Monday Mid-Day Movers: 3 Stories Driving Markets
After trading lower early in the morning, the U.S. markets are mixed on Monday afternoon. Investors are looking forward to a speech by Federal Reserve Chairman Ben Bernanke later in the day, and five more banks to release earnings later in the week.
At 12:09 p.m.: DJIA: +0.08%, S&P 500: -0.20%, NASDAQ: -0.40%.
1) In December, the Federal Reserve committed to continue buying assets and to keep rates near zero until the U-3 unemployment rate hits 6.5 percent (currently at 7.8 percent) — as long as inflation expectations didn’t pass 2.5 percent. The inflation rate is as good a measure as any to determine if the Fed’s monetary easing policies get too hot, and a high rate could be a sign to let off the gas.
At the Asian Financial Forum in Hong Kong on Monday, Chicago Fed president Charles Evans said that “Given more explicit conditionality, markets can be more confident that we will provide the monetary accommodation necessary to close the large resource gaps that currently exist. Additionally, the public can be more certain that we will not wait too long to tighten if inflation were to become a substantial concern.”
Evans rotates into a voting spot this year, and his focus on removing uncertainty could be a boon for the markets… (Read more.)
2) “Neither the Treasury Department nor the Federal Reserve believes that the law can or should be used to facilitate the production of platinum coins for the purpose of avoiding an increase in the debt limit,” said Treasury spokesman Anthony Coley in a statement. Apparently, a $1 trillion coin is off the table and congressional leaders will have to come up with another “it’s so crazy it might work” plan to solve America’s lingering fiscal issues.
The idea of minting a coin was immediately seen as by many observers, but the fact that it was taken seriously by so many people for so long is a window into the wild circus sideshows going on up at Capitol Hill.
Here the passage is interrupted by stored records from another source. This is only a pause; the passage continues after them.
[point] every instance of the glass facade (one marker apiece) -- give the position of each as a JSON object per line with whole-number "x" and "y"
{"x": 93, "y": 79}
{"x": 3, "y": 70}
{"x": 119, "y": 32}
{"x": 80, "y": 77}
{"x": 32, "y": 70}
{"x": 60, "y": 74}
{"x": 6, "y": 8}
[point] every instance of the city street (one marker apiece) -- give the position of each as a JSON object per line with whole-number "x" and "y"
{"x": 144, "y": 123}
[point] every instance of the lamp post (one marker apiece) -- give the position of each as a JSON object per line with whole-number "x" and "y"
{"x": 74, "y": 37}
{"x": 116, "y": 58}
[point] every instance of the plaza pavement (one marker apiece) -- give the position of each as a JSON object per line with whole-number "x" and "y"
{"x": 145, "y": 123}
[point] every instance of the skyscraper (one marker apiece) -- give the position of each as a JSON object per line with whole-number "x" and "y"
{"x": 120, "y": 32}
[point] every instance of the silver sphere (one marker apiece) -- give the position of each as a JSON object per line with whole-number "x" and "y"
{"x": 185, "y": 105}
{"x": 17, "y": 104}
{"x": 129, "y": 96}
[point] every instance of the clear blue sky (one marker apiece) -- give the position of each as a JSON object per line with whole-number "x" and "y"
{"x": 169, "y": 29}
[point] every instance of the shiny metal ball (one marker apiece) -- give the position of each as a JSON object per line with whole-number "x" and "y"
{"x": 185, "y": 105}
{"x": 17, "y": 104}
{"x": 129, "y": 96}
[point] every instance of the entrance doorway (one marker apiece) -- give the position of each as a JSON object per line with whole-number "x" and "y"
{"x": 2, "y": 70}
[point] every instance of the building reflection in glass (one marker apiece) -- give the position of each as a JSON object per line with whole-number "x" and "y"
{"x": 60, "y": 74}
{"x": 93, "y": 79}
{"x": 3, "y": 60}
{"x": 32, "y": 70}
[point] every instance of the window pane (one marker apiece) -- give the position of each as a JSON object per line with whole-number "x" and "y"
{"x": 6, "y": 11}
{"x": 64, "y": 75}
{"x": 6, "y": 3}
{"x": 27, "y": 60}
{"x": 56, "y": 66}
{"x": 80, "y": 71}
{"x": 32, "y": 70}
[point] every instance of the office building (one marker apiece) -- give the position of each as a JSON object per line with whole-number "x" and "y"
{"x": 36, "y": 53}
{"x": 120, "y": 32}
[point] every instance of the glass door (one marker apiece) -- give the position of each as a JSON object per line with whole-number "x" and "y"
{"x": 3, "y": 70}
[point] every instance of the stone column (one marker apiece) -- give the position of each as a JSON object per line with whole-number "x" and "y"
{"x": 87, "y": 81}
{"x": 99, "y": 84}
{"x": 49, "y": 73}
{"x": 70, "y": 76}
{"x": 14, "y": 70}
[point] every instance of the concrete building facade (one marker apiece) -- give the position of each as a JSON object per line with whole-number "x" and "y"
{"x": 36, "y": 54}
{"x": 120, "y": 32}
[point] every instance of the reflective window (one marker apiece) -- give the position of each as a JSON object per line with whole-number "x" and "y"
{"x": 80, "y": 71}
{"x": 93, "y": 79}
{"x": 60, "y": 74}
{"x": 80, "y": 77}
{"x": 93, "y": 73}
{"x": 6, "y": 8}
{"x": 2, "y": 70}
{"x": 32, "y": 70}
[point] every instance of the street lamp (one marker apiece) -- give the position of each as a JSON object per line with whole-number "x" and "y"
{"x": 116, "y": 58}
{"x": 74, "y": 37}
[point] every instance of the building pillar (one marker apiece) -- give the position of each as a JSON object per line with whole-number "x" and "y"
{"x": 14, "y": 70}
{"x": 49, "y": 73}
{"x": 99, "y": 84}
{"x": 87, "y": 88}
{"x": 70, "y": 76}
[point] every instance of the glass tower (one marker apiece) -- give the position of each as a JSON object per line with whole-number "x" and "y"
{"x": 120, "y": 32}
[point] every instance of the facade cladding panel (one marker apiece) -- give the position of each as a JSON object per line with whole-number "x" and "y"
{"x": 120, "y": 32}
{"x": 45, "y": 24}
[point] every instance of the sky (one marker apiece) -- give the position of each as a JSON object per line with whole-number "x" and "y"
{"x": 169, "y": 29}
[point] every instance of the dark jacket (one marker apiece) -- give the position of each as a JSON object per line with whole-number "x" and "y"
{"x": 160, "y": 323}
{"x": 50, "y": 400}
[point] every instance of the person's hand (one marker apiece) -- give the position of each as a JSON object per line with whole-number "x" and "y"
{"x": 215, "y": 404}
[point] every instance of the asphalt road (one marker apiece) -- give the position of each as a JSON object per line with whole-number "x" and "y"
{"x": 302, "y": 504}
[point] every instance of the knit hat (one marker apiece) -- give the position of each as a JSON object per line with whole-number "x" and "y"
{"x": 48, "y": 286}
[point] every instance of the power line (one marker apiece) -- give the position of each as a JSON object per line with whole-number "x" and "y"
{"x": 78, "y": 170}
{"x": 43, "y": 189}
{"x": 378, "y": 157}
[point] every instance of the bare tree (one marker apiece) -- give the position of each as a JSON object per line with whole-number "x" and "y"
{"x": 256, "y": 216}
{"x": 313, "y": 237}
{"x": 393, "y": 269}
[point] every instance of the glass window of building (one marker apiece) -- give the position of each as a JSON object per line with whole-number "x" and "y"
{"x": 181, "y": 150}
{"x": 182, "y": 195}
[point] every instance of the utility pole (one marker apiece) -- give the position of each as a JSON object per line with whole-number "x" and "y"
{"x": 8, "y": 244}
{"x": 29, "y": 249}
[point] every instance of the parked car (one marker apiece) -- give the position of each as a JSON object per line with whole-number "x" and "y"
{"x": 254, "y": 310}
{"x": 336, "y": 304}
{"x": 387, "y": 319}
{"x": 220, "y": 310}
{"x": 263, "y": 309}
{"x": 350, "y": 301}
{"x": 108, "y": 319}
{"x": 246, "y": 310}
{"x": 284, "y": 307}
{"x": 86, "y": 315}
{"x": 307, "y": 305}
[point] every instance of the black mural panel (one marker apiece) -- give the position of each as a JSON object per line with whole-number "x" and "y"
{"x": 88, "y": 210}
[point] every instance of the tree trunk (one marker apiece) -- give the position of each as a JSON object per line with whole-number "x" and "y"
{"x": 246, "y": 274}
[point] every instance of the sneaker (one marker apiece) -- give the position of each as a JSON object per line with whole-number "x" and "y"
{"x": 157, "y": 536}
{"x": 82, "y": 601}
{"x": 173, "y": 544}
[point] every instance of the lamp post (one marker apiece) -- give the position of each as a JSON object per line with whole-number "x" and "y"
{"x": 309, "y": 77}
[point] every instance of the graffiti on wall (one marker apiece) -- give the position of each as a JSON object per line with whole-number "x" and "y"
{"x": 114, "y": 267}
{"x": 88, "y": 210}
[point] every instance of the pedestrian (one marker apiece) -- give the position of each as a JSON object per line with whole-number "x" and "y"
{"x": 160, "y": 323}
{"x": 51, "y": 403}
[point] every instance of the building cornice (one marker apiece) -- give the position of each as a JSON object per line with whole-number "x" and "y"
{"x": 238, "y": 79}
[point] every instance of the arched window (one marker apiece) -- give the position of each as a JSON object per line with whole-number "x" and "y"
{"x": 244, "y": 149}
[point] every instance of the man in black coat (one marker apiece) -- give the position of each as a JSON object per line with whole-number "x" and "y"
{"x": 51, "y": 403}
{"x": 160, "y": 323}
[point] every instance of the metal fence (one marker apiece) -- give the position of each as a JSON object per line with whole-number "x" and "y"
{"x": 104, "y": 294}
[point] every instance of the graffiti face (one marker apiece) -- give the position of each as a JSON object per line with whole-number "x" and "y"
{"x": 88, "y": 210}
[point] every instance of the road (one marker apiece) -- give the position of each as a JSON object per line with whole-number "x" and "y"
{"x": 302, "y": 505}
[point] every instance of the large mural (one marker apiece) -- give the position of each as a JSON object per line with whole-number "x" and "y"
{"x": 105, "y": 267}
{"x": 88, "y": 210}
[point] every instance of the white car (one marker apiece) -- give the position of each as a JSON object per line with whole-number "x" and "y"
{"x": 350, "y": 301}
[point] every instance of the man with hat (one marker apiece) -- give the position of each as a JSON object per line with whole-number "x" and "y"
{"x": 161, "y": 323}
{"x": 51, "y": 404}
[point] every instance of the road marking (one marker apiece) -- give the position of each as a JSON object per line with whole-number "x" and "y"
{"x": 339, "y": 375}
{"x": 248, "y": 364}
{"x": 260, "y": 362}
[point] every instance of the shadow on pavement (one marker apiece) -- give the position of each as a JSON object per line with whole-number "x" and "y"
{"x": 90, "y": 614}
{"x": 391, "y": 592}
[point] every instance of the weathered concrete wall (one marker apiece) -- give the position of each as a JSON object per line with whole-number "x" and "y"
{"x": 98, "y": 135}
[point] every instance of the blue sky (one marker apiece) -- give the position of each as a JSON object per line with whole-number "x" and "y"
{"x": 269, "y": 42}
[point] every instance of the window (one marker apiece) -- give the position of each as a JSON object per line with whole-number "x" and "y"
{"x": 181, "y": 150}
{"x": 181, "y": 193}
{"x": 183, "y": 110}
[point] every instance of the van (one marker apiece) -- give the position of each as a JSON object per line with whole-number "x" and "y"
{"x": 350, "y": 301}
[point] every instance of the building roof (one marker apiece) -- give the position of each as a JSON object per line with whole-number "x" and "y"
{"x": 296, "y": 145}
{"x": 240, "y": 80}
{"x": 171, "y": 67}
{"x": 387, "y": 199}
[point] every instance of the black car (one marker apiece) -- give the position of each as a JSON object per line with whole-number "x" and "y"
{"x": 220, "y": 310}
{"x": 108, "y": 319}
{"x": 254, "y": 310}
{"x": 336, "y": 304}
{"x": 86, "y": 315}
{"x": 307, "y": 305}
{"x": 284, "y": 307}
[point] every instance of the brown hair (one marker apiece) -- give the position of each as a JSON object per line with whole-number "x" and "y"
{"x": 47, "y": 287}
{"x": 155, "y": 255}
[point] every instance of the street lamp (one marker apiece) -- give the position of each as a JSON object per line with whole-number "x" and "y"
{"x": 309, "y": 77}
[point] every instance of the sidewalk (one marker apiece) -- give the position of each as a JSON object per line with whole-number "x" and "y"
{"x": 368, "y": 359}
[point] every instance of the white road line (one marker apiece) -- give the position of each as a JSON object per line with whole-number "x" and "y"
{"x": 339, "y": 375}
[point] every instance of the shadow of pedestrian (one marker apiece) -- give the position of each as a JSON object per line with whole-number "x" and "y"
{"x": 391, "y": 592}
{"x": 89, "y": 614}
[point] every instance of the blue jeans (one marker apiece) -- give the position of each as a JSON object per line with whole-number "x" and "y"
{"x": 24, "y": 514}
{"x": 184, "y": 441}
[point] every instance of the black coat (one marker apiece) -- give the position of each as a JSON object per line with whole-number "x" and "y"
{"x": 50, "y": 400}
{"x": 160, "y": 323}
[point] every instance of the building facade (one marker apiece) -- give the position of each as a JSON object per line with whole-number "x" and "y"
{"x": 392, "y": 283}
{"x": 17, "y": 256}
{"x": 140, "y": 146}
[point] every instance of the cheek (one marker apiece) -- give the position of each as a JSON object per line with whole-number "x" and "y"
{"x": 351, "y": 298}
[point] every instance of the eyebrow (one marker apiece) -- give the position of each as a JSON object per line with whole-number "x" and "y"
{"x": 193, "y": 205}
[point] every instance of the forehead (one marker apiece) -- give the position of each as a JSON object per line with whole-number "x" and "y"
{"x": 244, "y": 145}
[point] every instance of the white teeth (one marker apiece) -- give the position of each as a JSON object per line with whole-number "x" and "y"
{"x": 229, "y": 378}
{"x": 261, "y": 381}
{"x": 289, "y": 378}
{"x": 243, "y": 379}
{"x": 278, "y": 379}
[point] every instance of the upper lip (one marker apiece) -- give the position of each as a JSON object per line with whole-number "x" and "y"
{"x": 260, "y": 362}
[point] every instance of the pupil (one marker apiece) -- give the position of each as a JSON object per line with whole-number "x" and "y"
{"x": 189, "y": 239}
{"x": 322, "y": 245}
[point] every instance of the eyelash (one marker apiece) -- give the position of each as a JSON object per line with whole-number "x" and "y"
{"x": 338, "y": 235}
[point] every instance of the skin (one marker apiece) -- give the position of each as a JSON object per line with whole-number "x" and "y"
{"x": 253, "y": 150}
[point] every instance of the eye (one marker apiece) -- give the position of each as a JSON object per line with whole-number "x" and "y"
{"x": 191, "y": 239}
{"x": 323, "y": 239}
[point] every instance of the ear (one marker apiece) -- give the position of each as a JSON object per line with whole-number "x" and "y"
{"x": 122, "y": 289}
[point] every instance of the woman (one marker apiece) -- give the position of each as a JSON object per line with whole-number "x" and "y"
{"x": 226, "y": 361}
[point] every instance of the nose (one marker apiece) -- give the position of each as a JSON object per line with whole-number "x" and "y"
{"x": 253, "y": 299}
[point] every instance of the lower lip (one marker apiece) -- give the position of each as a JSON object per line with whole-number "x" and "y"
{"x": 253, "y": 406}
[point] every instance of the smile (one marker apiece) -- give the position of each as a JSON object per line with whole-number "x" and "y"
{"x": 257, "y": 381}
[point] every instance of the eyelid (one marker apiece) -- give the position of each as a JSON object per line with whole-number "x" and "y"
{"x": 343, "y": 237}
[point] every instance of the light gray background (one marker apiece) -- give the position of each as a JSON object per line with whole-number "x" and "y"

3) Philadelphia Federal Reserve Bank president Charles Plosser has been a long-time critic of the central Fed’s easy-money policies. Addressing a conference in New Jersey on Friday, he extended his outlook overseas, speaking to fears that when governments push down the value of their currencies — currently, through massive monetary easing policies — they run the risk of entering currency wars, which is mutually destructive.
Plosser’s comments come shortly after Japan’s new Prime Minister Shinzo Abe made a massive stimulus announcement, approving as much as $116 billion in an effort to kick start Japan’s sluggish economy.